Bij de tijden gaat het om een schatting. Kijk vooral niet te vaak op de wekker.
Slaapritme
- Sta elke dag op dezelfde tijd op en ga op dezelfde tijd naar bed. In het weekend niet meer dan 1,5 uur langer slapen dan door de week. Ga maximaal 1,5 uur later naar bed dan door de week.
- Kies een vaste gewoonte. Elke dag voor het naar bed gaan dezelfde dingen op dezelfde tijd doen, helpt om u te ontspannen.
- Zorg 1 uur voor u gaat slapen voor ontspanning. Maak bijvoorbeeld een korte wandeling, doe ontspanningsoefeningen of luister rustige muziek. Hoe ouder u bent, hoe belangrijker het is om rustig de dag af te sluiten.
- Stop 1 uur voor het slapengaan met kijken naar tv, tablet, computer en smartphone.
- Neem bij een ‘drukke dag’ overdag minstens 3 keer een echt ontspannende pauze. Deze pauze duurt 5 tot 15 minuten.
- Een kort dutje overdag is geen probleem als u zich er beter bij voelt. Doe dat het liefst voor 15:00 uur en niet langer dan ongeveer 30 minuten. Zet de wekker zodat u niet doorslaapt.
- Doe geen dutje in de avond.
- Wat u overdag doet, heeft invloed op uw slaap ’s nachts. Wissel overdag momenten van actie en rust af. Denk hierbij aan een wandeling en lezen.
Slaapkamer
- Zorg dat er genoeg frisse lucht in uw slaapkamer komt.

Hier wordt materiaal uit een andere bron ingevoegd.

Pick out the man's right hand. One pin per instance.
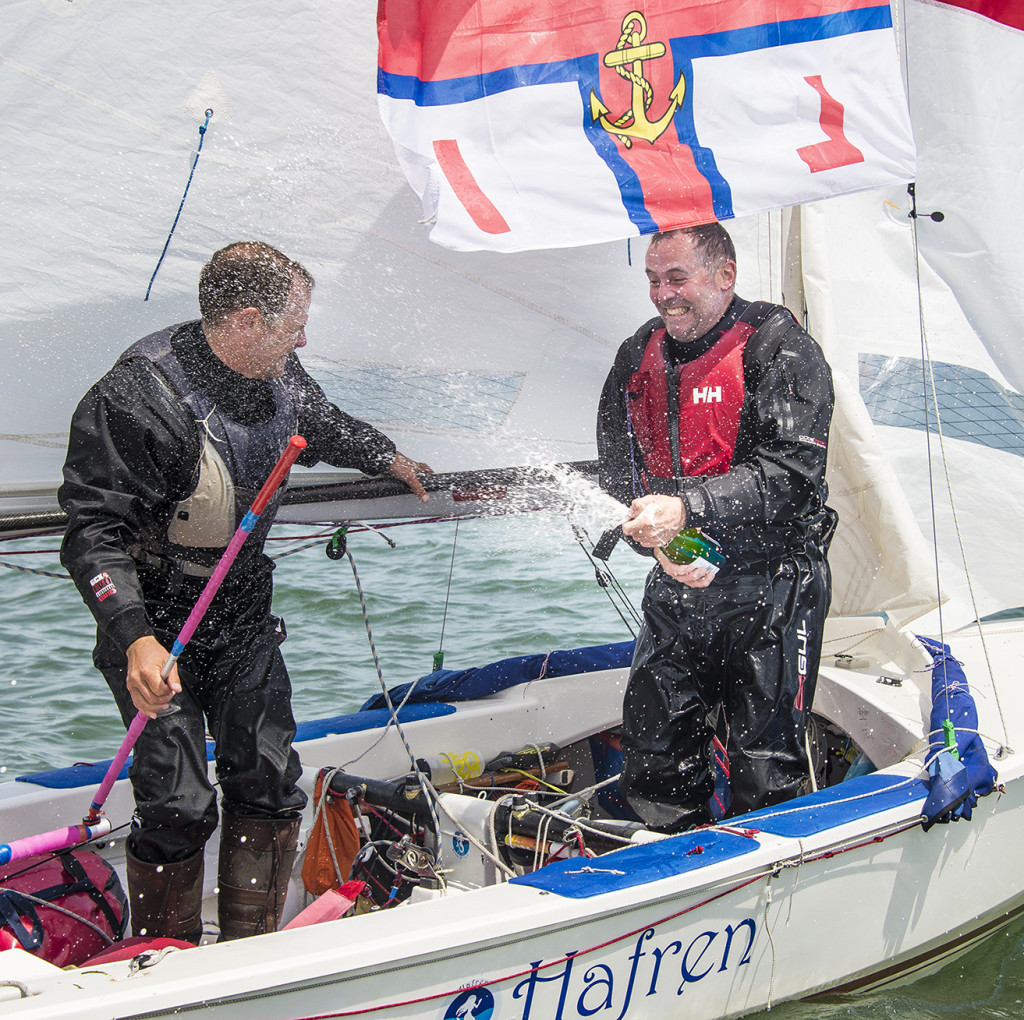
(150, 692)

- Zorg voor een prettige temperatuur, niet te warm, niet te koud.
- Zorg dat het zo donker en stil mogelijk is.
- Het is belangrijk dat u zich veilig voelt in bed. Ook een ruim bed, een goed matras en schoon beddengoed kunnen het slapen verbeteren.
- Gebruik de slaapkamer niet als werkkamer, studeerkamer of om tv te kijken.

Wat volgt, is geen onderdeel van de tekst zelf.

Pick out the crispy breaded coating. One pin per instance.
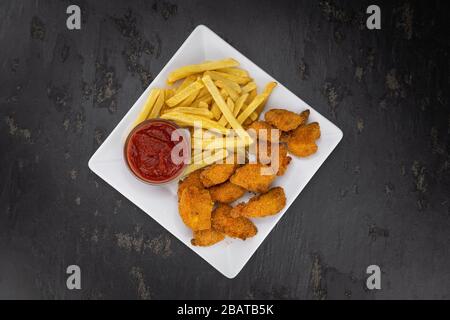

- Ligt u 's nachts langer dan zo'n 30 minuten wakker? Sta op en ga naar een andere kamer. Lezen of iets doen om te ontspannen kan helpen. Ga niet tv-kijken. Ga daarna terug naar bed om verder te slapen. Zorg dat u niet in slaap valt op de bank!
- Draai de wekker om zodat u er niet steeds op kunt kijken. Het steeds zien van de tijd geeft alleen maar onrust.
- Probeer eens apart te slapen van uw partner. Vooral als uw partner last heeft van uw slaapprobleem. Het kan u beiden rust geven.
Eten en drinken
- Alcohol heeft een negatieve invloed op slaap, ook een kleine hoeveelheid. Het zorgt ervoor dat u sneller in slaap valt, maar u wordt ook vaker wakker.
- Neem vanaf 4 tot 6 uur voor het slapen gaan geen drank met cafeïne. Dit kunnen zijn: koffie, thee, cola, red bull, chocolade of chocolademelk
- Niet roken en niet veel eten laat in de avond.
Ontspannen
- Begin de dag met genoeg licht en beweeg regelmatig overdag.
- Sport overdag of vroege in de avond. In ieder geval niet later dan 2 uur voor u gaat slapen.
- Als u te veel na gaat denken in bed, bedenk dan wat u de volgende ochtend moet doen. Leg uw kleren klaar en maak een lijstje voor de volgende dag.
- Probeer van negatieve gedachten positieve gedachten te maken. Een voorbeeld: “Straks moet ik weer gaan slapen en dan lig ik weer uren wakker.” Dat kunt u veranderen in: “Heerlijk, straks lig ik warm en veilig onder mijn dekbed.” Dat is niet makkelijk, maar de moeite van het proberen waard.
- Neem voor u gaat slapen een warme douche of ga een stukje wandelen of fietsen. Lezen, naar rustige muziek luisteren of een beker warme melk drinken kan u ook helpen ontspannen.
- Leg pen en papier naast uw bed. Schrijf uw gedachten op als u te veel gaat denken.
- Doe ontspanningsoefeningen en/of yoga. Deze oefeningen helpen om tot rust te komen. Niet alleen ’s avonds, maar ook op andere momenten van de dag. Als u overdag regelmatig ontspant, kunt u ’s avonds ook makkelijker ontspannen.